Ewen Ross shook his head. “No, but the Old Man’s been generous with wakers, and I’m still racing my motors. About midafternoon I’m probably going to crash and I won’t wake up for three days, but until then I’m holding on.” He hesitated, looked shyly at his friend and said, “I heard about Jenny, Rafe. Tough luck. So many of the girls back in that area made it out, I was sure she was okay.”
“So was I.” MacAran drew a deep breath and felt the clean air like a great weight on his chest. “I haven’t seen Heather—is she—”
“Heather’s okay; they drafted her for nursing duty. Not a scratch on her. I understand after this meeting they’re going to post completed lists of the dead, the wounded and the survivors. What were you doing, anyway? Del Rey told me you’d been sent out, but I didn’t know what for.”
“Preliminary surveying,” MacAran said. “We have no idea of our latitude, no idea of the planet’s size or mass, no idea about climate or seasons or what have you. But I’ve established that we can’t be too far off the equator, and—well, I’ll be making the report inside. Do we go right in?”
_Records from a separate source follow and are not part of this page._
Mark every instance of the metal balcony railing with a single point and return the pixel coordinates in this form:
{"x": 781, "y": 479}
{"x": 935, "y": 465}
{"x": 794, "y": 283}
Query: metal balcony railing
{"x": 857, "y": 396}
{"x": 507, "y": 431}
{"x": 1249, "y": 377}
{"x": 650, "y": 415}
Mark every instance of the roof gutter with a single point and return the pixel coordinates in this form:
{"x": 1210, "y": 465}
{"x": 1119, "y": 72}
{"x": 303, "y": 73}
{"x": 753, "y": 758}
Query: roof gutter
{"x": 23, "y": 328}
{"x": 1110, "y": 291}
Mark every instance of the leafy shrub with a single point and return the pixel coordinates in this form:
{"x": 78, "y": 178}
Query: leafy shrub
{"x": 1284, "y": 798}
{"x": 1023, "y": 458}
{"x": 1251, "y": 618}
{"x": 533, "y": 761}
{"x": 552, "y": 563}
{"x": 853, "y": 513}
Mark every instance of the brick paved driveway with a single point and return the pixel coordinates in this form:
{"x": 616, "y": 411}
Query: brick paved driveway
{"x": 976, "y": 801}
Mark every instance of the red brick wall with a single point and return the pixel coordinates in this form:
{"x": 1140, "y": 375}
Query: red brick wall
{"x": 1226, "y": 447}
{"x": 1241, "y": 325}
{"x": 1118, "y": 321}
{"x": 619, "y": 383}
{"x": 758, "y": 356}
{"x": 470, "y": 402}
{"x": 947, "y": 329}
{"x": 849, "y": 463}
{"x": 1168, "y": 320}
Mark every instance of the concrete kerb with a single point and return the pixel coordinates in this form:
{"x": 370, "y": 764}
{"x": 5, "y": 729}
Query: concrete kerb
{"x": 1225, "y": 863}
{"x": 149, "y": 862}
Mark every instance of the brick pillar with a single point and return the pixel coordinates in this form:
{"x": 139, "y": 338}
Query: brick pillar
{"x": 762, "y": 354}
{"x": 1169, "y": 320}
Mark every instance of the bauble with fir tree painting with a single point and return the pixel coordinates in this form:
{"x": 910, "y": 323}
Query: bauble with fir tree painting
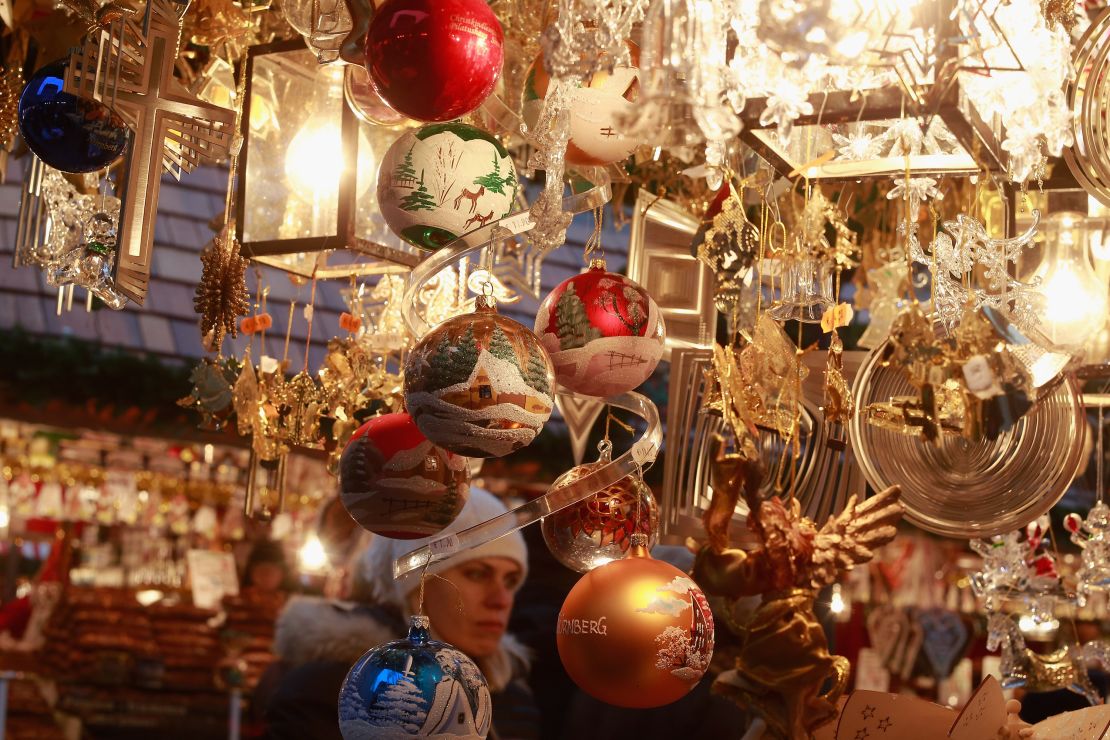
{"x": 480, "y": 384}
{"x": 395, "y": 483}
{"x": 442, "y": 181}
{"x": 604, "y": 332}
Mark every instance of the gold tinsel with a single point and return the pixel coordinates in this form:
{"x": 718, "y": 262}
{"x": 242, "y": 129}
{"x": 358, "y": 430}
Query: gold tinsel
{"x": 221, "y": 295}
{"x": 11, "y": 85}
“Yeah, in the First Dome.” Half unconsciously, Ewen had spoken the words with capital letters, and MacAran thought how human a trait it was to establish location and orientation at once. Three days they had been here and already this first shelter was the First Dome, and the field shelter for the wounded was the Hospital.
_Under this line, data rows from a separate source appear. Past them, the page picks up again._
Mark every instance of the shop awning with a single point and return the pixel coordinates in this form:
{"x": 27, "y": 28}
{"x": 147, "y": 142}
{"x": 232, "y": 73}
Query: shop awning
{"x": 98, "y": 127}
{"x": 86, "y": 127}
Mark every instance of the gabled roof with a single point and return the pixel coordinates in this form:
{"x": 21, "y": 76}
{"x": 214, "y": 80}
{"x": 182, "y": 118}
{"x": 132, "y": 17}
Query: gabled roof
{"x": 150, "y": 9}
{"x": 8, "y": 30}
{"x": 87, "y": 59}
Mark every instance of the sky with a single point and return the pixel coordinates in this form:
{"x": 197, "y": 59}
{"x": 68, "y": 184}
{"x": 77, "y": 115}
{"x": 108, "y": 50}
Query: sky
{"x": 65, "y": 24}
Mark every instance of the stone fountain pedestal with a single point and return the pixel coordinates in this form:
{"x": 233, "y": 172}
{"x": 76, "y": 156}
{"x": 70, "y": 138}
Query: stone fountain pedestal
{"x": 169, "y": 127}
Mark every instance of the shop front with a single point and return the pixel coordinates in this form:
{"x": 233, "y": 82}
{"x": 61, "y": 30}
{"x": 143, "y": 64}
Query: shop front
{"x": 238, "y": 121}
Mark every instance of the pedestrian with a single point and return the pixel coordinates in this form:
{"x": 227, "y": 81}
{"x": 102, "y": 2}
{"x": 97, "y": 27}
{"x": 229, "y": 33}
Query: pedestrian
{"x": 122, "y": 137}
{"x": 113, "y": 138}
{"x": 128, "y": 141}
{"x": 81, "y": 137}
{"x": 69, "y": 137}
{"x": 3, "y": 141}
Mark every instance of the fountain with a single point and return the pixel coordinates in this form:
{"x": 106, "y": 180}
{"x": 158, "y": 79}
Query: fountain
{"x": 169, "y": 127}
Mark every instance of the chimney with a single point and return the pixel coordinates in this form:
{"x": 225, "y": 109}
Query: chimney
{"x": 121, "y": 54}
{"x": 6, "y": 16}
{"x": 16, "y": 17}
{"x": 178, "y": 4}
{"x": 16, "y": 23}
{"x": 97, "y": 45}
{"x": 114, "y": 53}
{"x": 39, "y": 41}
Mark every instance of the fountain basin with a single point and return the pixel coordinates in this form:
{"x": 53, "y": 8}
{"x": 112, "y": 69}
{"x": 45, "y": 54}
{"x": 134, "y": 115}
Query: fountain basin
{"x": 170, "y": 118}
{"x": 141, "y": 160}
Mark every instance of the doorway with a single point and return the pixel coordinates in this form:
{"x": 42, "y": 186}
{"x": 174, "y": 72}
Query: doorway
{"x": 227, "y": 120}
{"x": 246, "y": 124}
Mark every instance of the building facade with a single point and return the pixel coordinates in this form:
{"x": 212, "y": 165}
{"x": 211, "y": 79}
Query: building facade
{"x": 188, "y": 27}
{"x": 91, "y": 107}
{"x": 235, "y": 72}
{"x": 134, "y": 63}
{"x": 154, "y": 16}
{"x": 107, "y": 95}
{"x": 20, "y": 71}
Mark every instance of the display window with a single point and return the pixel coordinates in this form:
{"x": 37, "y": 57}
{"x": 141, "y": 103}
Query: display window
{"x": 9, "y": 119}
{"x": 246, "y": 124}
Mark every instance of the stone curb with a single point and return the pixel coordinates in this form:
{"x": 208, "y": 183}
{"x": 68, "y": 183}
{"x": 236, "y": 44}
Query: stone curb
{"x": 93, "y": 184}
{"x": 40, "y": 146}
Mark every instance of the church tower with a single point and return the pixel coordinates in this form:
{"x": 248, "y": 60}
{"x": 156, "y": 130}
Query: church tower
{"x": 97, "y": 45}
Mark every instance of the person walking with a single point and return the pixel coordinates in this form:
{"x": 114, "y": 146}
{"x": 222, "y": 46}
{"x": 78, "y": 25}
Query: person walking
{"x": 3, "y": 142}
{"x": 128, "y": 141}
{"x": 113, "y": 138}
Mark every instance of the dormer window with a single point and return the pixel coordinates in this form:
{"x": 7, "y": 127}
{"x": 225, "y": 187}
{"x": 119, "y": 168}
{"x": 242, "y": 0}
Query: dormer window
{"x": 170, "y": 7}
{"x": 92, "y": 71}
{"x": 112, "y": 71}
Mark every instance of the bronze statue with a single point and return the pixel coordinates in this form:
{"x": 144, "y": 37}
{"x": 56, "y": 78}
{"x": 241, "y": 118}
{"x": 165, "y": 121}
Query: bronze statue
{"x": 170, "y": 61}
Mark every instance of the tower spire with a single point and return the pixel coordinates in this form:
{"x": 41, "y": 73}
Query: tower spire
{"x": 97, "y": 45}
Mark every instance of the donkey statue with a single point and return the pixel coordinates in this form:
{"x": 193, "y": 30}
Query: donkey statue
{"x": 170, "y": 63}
There were no seats inside the plastic dome, but some canvas groundsheets and empty supply boxes had been set around and someone had brought a folding chair down for Captain Leicester. Next to him, Camilla Del Rey sat on a box with a lapboard and notebook on her knees; a tall, slender, dark-haired girl with a long, jagged cut across her cheek, mended with plastic clips. She was wrapped in the warm fatigue uniform of a crewmember, but she had shucked the heavy parka-like top and wore only a thin, clinging cotton shirt beneath it. MacAran shifted his eyes from her, quickly—
damn it, what was she up to, sitting around in what amounted to her underwear in front of half the crew! At a time like this it wasn’t decent
. . . then, looking at the girl’s drawn and wounded face, he absolved her. She was hot—it
was
hot in here now—and she was, after all, on duty, and had a right to be comfortable.
If anyone’s out of line it’s me, eyeing a girl like this at a time like this
. . . .
Stress. That’s all it is. There are too damn many things it’s not safe to remember or think about. . . .
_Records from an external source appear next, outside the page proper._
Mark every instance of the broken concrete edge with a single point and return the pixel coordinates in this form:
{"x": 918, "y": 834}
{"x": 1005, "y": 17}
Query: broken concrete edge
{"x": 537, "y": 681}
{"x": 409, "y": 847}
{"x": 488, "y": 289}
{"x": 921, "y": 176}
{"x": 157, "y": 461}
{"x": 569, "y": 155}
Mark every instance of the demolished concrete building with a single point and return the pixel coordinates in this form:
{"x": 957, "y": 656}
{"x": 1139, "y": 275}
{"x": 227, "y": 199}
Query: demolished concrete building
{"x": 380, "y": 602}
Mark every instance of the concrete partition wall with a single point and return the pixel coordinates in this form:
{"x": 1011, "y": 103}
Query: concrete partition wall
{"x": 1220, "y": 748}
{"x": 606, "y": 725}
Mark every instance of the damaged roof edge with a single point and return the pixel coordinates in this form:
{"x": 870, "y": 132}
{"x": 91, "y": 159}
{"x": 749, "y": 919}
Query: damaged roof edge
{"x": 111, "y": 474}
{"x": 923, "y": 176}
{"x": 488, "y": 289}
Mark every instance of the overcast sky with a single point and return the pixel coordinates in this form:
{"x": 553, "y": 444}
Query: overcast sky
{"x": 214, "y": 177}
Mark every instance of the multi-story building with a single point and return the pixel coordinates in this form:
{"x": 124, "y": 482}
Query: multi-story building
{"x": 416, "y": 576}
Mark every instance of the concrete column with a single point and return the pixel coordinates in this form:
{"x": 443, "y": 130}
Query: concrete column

Captain Leicester raised his grey head.
He looks like death,
MacAran thought,
probably he hasn’t slept since the crash either.
He asked the Del Ray girl, “Is that everyone?”
“I think so.”
The Captain said, “Ladies, gentlemen. We won’t waste time on formalities, and for the duration of this emergency the protocols of etiquette are suspended. Since my recording officer is in the hospital, Officer Del Rey has kindly agreed to act as communications recorder for this meeting. First of all; I have called you together, a representative from every group, so that each of you can speak to your crews with authority about what is happening and we can minimize the growth of rumors and uninformed gossip about our position. And anywhere that more than twenty-five people are gathered, as I remember from my Pensacola days, rumors and gossip start up. So let’s get your information here, and not rely on what somebody told someone else’s best friend a few hours ago and what somebody else heard in the mess room—all right? Engineering: let’s begin with you. What’s the situation with the drives?”